慶應義塾大学
2016年度 春学期
Operating Systems
第13回 5月23日 ハイパーバイザー
Lecture 13, May 23: Hypervisors and Virtual Systems
What do a matryoshka doll and a fukuruma doll have to do
with operating systems?
(Images from www.cse.ucsd.edu/~saul/images/matryoshka.jpg and
http://russian-crafts.com/nest/history/fucu.jpg.)
Outline
- Basic principle of virtualization
- Uses of virtualization
- History of virtualization
- Virtualization architectures
- Implementing virtualization
- Is a VMM just an OS?
- Security
- Multicore and parallel VMM
- Related approaches
Basic Principle of Virtualization
- VMware, Parallels and Xen are common virtual machine monitors.
- Virtualization lets you run multiple virtual hosts running
same or different OSes, or to migrate virtual servers to new
hardware.
- Virtualization goes back to IBM in the 1960s, and was
formalized in the 1970s by Popek and Goldberg.

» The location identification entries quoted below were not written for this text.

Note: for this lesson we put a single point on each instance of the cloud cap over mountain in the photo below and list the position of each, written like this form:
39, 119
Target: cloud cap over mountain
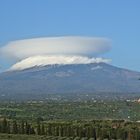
69, 45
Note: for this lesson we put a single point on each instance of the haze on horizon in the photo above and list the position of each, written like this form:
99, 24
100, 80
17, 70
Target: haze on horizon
114, 20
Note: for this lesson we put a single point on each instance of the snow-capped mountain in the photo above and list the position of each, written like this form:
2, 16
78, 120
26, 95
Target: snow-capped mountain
92, 78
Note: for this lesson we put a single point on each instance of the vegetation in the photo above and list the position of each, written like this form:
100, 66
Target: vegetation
96, 129
67, 120
58, 110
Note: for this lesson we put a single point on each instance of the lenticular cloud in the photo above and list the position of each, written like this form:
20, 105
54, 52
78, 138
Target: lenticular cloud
56, 50
88, 46
50, 60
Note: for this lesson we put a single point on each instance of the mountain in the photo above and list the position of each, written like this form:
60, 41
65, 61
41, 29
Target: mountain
93, 79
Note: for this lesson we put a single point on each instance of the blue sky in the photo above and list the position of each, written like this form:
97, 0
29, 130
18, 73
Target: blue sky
118, 20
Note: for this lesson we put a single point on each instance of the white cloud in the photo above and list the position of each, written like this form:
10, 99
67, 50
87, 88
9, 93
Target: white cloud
49, 60
87, 46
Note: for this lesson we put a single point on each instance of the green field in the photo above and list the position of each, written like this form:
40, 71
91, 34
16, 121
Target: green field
68, 120
55, 110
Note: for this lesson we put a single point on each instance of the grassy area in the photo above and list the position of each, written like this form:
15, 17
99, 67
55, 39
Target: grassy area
20, 137
71, 110
27, 137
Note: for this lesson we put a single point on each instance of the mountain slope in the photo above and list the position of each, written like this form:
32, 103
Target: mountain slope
70, 79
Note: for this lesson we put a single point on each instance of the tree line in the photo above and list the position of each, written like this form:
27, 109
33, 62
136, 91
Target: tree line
92, 129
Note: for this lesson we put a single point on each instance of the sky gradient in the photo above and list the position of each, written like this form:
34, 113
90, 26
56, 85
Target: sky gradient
117, 20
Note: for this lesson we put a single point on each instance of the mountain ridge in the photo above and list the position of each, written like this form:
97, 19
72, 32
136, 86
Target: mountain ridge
91, 78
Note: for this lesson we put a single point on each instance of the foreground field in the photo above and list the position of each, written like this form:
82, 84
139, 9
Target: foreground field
27, 137
58, 110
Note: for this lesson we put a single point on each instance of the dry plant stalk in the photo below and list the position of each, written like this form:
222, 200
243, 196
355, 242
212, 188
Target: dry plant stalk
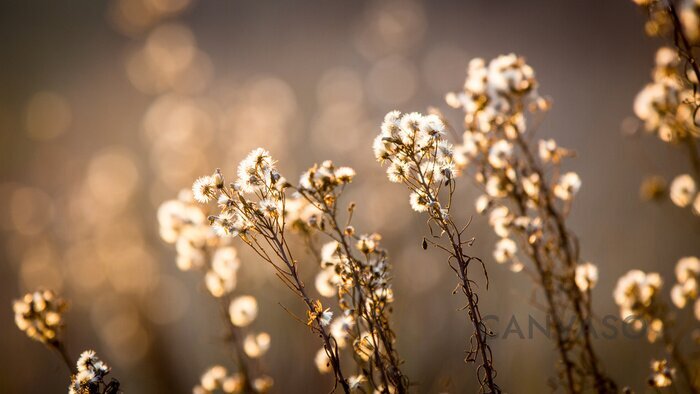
669, 106
356, 269
199, 247
422, 159
252, 209
638, 295
40, 316
527, 199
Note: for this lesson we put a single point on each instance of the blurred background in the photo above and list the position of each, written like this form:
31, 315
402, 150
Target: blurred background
108, 108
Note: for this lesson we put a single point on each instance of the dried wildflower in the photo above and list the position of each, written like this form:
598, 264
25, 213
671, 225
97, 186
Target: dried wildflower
687, 276
255, 345
683, 190
586, 276
90, 375
218, 378
254, 209
523, 201
568, 185
243, 310
662, 374
322, 361
354, 268
636, 294
421, 158
204, 189
356, 381
40, 315
204, 244
505, 250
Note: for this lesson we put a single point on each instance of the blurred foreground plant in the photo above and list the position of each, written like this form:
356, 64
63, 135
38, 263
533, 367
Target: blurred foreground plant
40, 316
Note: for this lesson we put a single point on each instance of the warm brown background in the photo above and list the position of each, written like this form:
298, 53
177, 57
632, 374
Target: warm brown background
310, 81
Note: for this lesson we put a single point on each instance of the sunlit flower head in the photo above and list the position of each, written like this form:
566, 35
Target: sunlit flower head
204, 189
586, 276
256, 345
40, 315
568, 185
505, 250
683, 190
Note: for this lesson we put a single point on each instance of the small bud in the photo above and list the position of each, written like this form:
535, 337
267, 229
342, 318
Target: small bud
218, 179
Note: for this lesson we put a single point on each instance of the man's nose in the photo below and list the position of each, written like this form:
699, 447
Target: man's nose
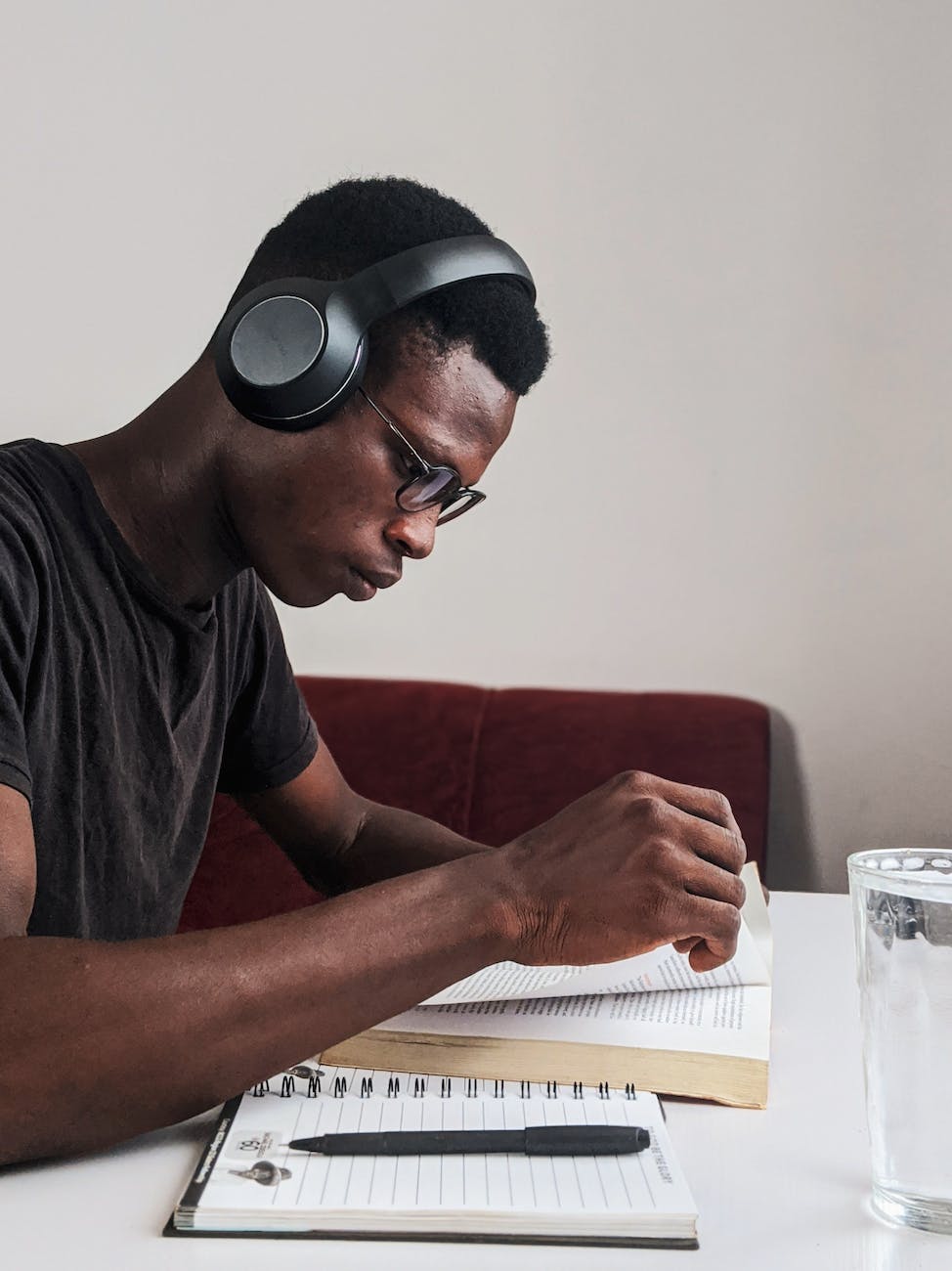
413, 533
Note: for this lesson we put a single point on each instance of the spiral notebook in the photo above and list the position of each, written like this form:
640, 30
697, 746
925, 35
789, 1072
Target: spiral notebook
248, 1182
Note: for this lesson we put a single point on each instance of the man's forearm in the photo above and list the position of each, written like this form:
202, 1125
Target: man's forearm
389, 843
103, 1041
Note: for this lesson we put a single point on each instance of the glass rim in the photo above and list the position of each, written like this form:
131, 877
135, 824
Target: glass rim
914, 868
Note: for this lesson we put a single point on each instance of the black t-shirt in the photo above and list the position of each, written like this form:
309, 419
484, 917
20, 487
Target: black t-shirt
122, 712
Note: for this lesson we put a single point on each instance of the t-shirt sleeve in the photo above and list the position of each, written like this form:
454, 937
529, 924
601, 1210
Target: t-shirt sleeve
270, 737
18, 626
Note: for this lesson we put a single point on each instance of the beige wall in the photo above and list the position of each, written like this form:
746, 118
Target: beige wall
736, 475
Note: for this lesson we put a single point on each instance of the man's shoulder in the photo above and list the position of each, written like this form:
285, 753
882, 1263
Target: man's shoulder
28, 478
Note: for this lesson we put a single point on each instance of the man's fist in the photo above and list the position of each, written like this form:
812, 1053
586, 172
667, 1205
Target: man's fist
635, 863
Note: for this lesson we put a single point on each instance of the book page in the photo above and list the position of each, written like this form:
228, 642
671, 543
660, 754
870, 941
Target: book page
254, 1172
660, 970
730, 1020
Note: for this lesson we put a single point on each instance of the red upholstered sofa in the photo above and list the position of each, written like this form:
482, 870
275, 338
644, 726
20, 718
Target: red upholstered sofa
490, 764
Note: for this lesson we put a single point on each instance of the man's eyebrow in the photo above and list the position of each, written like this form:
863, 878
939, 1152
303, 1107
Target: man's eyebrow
432, 452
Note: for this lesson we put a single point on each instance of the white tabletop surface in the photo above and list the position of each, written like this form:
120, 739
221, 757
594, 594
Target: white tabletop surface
779, 1189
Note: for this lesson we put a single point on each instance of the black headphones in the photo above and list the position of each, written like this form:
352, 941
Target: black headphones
291, 352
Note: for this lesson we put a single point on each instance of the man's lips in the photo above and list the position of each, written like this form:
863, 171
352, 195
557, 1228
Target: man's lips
376, 579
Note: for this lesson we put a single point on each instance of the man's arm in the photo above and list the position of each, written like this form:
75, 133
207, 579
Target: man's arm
101, 1041
339, 840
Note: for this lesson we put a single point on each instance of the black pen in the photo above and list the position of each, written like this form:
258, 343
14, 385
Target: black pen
536, 1140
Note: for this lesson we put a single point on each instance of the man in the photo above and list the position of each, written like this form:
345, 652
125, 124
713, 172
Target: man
141, 668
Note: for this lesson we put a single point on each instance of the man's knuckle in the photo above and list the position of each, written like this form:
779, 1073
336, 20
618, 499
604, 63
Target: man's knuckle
631, 780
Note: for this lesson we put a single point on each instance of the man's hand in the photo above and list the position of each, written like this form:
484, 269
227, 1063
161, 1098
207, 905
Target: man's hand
635, 863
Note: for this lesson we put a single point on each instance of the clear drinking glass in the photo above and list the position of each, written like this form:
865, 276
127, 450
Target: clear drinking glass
902, 916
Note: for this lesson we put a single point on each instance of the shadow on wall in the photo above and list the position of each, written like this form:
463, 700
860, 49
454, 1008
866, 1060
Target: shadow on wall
791, 851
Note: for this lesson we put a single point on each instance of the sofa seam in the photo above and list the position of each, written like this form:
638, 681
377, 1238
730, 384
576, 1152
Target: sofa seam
472, 767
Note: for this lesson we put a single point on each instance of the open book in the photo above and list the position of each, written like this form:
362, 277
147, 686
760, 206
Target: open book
650, 1020
249, 1182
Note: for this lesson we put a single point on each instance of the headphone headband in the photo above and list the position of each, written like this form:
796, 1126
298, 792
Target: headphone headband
288, 354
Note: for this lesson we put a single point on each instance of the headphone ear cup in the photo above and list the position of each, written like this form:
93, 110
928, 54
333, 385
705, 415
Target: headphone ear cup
346, 390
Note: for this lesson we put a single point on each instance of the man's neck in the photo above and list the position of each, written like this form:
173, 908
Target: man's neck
156, 478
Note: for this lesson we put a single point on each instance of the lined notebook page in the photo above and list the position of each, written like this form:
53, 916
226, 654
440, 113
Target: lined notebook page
647, 1182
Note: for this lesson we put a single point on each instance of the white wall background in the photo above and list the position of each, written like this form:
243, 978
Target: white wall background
739, 220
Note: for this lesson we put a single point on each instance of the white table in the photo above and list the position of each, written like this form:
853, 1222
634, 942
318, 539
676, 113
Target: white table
781, 1189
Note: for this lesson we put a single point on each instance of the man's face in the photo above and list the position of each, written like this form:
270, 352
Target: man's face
317, 512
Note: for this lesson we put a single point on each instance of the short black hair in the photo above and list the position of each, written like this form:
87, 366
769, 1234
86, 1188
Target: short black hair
359, 221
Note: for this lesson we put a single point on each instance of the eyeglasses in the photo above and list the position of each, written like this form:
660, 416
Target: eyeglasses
430, 486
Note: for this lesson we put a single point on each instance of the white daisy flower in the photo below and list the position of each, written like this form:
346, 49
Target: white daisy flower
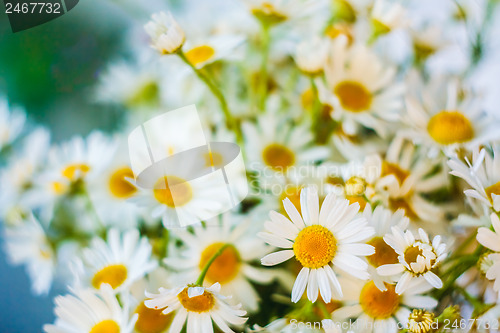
491, 240
316, 239
483, 174
120, 261
274, 153
360, 88
28, 244
407, 175
311, 55
166, 34
382, 219
90, 311
11, 123
417, 258
198, 306
232, 269
212, 49
380, 311
440, 119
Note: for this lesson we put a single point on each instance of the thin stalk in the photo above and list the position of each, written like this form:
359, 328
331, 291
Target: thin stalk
201, 277
230, 121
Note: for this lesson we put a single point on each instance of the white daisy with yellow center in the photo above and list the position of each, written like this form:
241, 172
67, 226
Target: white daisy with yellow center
407, 175
93, 311
482, 173
418, 258
274, 154
445, 119
214, 48
118, 262
382, 219
232, 268
198, 306
28, 244
491, 240
317, 239
380, 311
360, 88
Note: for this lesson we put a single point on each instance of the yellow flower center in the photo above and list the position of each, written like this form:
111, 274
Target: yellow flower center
74, 170
151, 320
384, 254
315, 246
148, 93
353, 96
268, 14
106, 326
120, 187
278, 156
493, 189
114, 275
293, 194
200, 54
448, 127
389, 168
379, 304
173, 191
214, 159
202, 303
225, 267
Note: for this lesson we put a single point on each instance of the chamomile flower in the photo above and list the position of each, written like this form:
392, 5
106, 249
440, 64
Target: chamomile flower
120, 261
311, 56
443, 120
11, 122
360, 88
232, 269
408, 174
317, 239
28, 244
382, 219
491, 240
482, 174
198, 306
90, 310
166, 34
417, 257
380, 311
213, 49
273, 153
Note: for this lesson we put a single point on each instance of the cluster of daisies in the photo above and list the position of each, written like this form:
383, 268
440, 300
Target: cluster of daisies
369, 131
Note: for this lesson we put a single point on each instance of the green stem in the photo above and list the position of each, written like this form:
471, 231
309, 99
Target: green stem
230, 121
262, 93
199, 281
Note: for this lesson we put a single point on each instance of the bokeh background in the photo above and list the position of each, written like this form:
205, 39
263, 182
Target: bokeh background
51, 70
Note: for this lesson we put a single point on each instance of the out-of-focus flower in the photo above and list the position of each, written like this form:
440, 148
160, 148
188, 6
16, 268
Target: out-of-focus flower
28, 244
213, 49
417, 258
11, 122
119, 262
90, 310
232, 269
491, 240
198, 306
360, 89
311, 56
166, 34
376, 310
483, 175
316, 239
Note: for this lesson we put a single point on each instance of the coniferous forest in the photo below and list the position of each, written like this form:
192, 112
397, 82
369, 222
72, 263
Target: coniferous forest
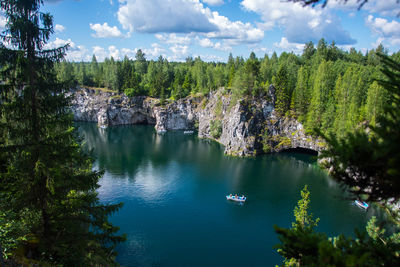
50, 213
324, 87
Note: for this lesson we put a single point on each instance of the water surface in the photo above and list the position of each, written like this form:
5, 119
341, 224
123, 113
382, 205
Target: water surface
175, 213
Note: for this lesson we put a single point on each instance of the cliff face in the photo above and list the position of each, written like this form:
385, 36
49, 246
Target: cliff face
251, 127
245, 127
107, 108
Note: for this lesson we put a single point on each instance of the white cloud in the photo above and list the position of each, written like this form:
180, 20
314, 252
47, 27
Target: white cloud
241, 32
114, 52
209, 58
183, 16
384, 8
100, 53
3, 21
285, 45
59, 28
172, 38
179, 16
384, 27
205, 42
388, 32
105, 31
214, 2
155, 51
222, 47
130, 53
74, 53
300, 24
179, 52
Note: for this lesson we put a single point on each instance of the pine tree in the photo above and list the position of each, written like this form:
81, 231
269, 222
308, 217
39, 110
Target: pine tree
46, 181
282, 103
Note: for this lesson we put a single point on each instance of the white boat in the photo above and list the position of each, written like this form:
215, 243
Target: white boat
361, 204
236, 198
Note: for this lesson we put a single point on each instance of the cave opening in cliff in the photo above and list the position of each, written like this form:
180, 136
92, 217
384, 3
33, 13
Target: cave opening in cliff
301, 150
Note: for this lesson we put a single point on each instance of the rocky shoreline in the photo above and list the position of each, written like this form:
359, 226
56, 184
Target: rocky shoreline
246, 127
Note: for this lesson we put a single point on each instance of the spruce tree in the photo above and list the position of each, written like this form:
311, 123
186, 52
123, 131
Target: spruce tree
46, 181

We have already discussed virtual memory. What if we decide to
virtualize more of the hardware? How about all of the
hardware? If virtualizing some of it was a good idea, why not all of
it?
How many of you have used VMware, Parallels or
Xen? (VMware, by the way, claims to be the fastest-growing
software company in history.) Then you have used a virtual machine
(VM) and virtual machine monitor (VMM). Because an
operating system usually runs in supervisor mode, VMMs are also
referred to as hypervisors.
The basic goal of a hypervisor is to allow multiple operating systems
to run on the same hardware at the same time. This is
not simply dual boot, but dynamic sharing of the CPU,
memory and other resources, the same as different processes share the
system in a multitasking OS. Moreover, the different instances of the
operating systems, known as guest OSes can be
heterogeneous.
In 1974, Popek and Goldberg defined it this way (adapted):
"A virtual machine is taken to be an efficient, isolated
duplicate of the real machine...As a piece of software, a VMM
[virtual machine monitor] has three essential characteristics.
- First, the VMM provides an environment for programs which is
essentially identical with the original machine;
- second, programs run in this environment show at worst only
minor decreases in speed; and
- last, the VMM is in complete control of system resources."
Today, we would augment/relax those conditions:
- The VMM provides an abstract machine environment, for
each VM, but it is not necessarily the same as the underlying
hardware environment, and probably not the same for each VM.
- Virtual machines must be isolated from one another. (Implicit
in the third item above, should be explicit.)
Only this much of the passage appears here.